BMJ  2004;329:705 (25 September), doi:10.1136/bmj.38219.515266.AE (published 13 September 2004)

Paper

Interventions for basal cell carcinoma of the skin: systematic review

Fiona Bath-Hextall, senior lecturer, school of nursing1, Jan Bong, consultant2, William Perkins, consultant2, Hywel Williams, professor of dermato-epidemiology1

1 Centre for Evidence-Based Dermatology, Queen's Medical Centre, Nottingham NG7 2UH, 2 Department of Dermatology, Queen's Medical Centre

Correspondence to: F Bath-Hextall fiona.bath-hextall{at}nottingham.ac.uk

Abstract

Objectives To assess the effects of treatments for basal cell carcinoma.

Methods Systematic review of randomised controlled trials.

Main outcome measure Recurrence of basal cell carcinoma at three years or beyond, assessed clinically.

Studies reviewed Randomised controlled trials of interventions for histologically confirmed basal cell carcinoma (published and unpublished material; no language restrictions).

Results 25 studies were identified, covering seven therapeutic categories.
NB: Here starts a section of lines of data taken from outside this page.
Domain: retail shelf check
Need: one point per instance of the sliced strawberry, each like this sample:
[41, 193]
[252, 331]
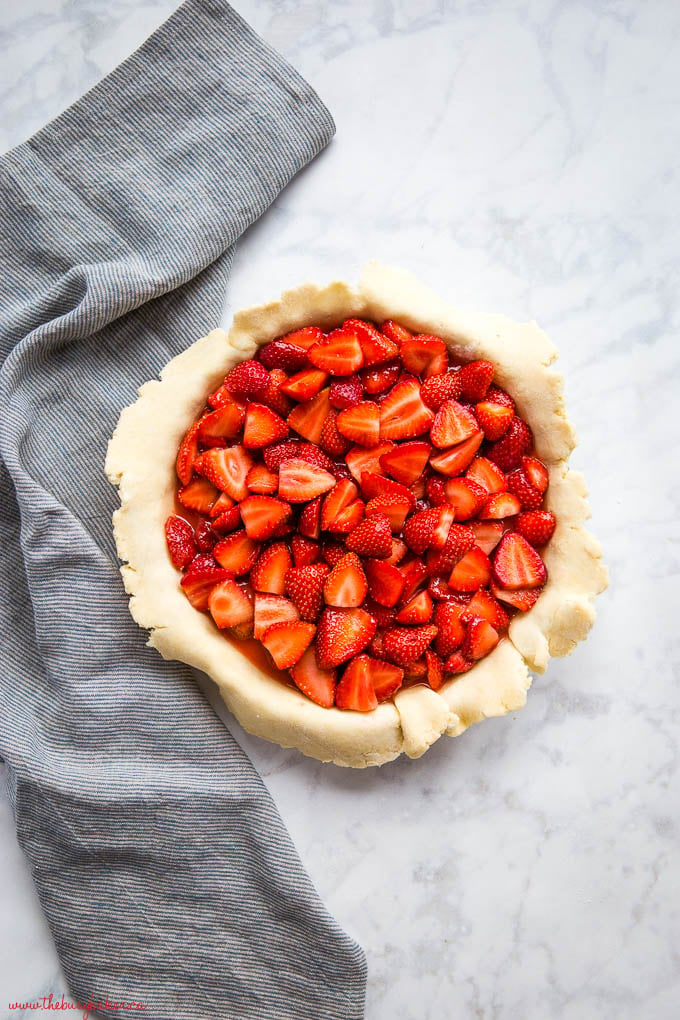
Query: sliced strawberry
[385, 582]
[227, 469]
[288, 642]
[355, 691]
[517, 564]
[475, 379]
[342, 634]
[403, 414]
[454, 461]
[472, 572]
[371, 538]
[318, 684]
[536, 526]
[308, 418]
[300, 481]
[338, 353]
[270, 609]
[180, 542]
[360, 423]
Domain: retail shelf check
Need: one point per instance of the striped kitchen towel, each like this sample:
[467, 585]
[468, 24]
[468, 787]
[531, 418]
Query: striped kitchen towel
[161, 863]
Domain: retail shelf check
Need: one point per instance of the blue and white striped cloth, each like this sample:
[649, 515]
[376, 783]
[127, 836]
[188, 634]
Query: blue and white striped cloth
[161, 863]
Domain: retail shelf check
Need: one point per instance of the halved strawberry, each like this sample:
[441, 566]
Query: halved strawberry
[343, 633]
[180, 542]
[308, 418]
[517, 564]
[300, 481]
[385, 581]
[230, 605]
[355, 690]
[338, 353]
[403, 414]
[360, 423]
[227, 469]
[237, 553]
[318, 684]
[288, 642]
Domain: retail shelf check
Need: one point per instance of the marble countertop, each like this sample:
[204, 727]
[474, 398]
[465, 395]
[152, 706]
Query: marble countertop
[522, 155]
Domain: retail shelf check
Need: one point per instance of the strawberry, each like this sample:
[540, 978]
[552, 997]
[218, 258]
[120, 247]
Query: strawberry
[338, 353]
[475, 379]
[493, 418]
[454, 461]
[305, 385]
[342, 633]
[371, 538]
[360, 423]
[536, 526]
[308, 418]
[227, 469]
[202, 575]
[262, 514]
[403, 414]
[288, 642]
[248, 378]
[180, 542]
[417, 610]
[318, 684]
[405, 645]
[438, 389]
[199, 495]
[472, 572]
[406, 462]
[237, 553]
[517, 564]
[304, 585]
[453, 423]
[300, 481]
[355, 690]
[270, 609]
[230, 605]
[385, 582]
[508, 452]
[346, 393]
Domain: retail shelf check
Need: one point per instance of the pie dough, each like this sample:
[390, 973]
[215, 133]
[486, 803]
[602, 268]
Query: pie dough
[145, 475]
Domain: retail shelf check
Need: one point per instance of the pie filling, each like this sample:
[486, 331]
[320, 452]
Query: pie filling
[363, 509]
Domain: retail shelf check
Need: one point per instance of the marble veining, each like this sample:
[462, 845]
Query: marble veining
[522, 156]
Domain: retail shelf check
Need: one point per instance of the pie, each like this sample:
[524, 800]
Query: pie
[356, 515]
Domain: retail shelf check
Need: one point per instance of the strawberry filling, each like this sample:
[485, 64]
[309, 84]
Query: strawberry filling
[362, 510]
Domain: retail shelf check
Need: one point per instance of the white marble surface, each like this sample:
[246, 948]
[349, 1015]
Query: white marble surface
[524, 156]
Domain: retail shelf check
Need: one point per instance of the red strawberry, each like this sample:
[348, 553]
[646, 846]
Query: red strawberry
[180, 542]
[475, 379]
[342, 634]
[227, 469]
[300, 481]
[371, 538]
[318, 684]
[270, 609]
[288, 642]
[308, 418]
[360, 423]
[403, 414]
[355, 691]
[338, 353]
[536, 526]
[304, 585]
[385, 582]
[517, 564]
[237, 553]
[405, 645]
[248, 378]
[230, 605]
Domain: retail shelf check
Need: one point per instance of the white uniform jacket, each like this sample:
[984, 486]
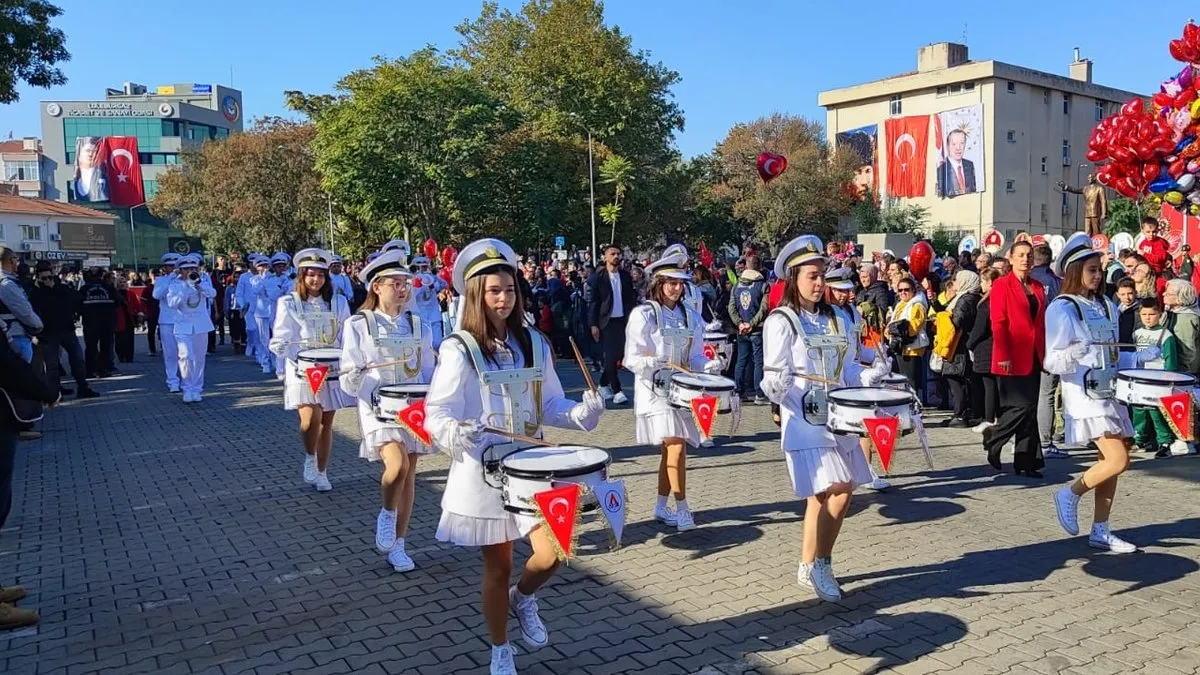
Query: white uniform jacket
[190, 300]
[456, 394]
[786, 353]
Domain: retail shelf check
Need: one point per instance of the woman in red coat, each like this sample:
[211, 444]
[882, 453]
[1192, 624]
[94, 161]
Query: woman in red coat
[1019, 342]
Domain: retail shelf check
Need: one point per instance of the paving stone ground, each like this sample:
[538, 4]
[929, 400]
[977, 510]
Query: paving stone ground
[156, 537]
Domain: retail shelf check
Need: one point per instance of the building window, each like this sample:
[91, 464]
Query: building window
[21, 169]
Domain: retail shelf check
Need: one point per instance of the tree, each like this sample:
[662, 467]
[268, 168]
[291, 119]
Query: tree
[29, 47]
[805, 198]
[251, 191]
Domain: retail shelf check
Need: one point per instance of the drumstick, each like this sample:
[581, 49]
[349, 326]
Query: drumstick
[521, 437]
[579, 358]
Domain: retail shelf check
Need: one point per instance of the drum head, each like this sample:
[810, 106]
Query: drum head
[561, 461]
[322, 354]
[703, 381]
[1150, 376]
[869, 396]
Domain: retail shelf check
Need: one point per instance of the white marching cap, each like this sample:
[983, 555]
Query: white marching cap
[478, 256]
[390, 263]
[1078, 248]
[803, 250]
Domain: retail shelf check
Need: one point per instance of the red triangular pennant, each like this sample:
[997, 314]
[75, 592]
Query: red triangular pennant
[882, 431]
[1177, 411]
[316, 376]
[413, 419]
[558, 509]
[703, 408]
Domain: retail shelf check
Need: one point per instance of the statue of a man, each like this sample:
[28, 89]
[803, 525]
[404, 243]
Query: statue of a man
[1096, 203]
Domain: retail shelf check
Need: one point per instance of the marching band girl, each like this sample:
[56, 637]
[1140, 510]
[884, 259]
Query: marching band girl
[385, 329]
[1081, 332]
[664, 334]
[309, 317]
[467, 396]
[805, 338]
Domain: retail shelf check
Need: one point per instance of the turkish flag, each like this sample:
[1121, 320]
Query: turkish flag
[316, 377]
[124, 171]
[907, 151]
[882, 432]
[1177, 410]
[703, 408]
[558, 508]
[413, 419]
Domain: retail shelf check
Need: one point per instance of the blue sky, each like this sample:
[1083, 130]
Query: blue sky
[738, 60]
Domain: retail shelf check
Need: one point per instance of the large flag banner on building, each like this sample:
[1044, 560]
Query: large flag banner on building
[959, 151]
[107, 169]
[907, 151]
[862, 143]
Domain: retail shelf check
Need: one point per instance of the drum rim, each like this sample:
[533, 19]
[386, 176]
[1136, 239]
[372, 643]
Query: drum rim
[1127, 375]
[856, 404]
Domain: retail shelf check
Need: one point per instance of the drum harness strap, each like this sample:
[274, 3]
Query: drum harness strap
[514, 417]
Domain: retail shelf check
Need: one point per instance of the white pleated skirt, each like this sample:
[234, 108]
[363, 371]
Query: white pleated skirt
[297, 393]
[471, 531]
[653, 428]
[816, 470]
[378, 437]
[1080, 431]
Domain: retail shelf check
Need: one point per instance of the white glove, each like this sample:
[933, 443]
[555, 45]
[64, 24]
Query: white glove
[587, 412]
[775, 386]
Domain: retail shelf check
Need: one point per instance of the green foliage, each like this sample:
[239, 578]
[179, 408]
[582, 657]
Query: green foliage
[30, 47]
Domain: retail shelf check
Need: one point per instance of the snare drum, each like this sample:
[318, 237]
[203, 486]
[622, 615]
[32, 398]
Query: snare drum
[850, 406]
[683, 387]
[312, 358]
[723, 342]
[390, 399]
[1145, 387]
[527, 472]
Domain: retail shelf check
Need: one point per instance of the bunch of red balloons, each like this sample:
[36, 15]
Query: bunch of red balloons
[1155, 149]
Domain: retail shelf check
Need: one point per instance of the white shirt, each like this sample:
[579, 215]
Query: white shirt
[618, 305]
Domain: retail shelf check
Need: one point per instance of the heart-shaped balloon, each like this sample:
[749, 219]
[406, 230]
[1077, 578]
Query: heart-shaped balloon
[771, 166]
Only one study of surgical excision versus radiotherapy contained primary outcome data, which showed significantly more persistent tumours and recurrences in the radiotherapy group compared with surgery (odds ratio 0.09, 95% confidence interval 0.01 to 0.67). One study compared cryotherapy with surgery, with inconclusive results at one year. In a comparison of radiotherapy with cryotherapy, significantly more recurrences occurred at one year in the cryotherapy group. Preliminary studies suggest a short term success rate of 87-88% for imiquimod cream in the treatment of superficial basal cell carcinoma, although this cream has not been compared with surgery. No consistent evidence was found for the other treatment modalities.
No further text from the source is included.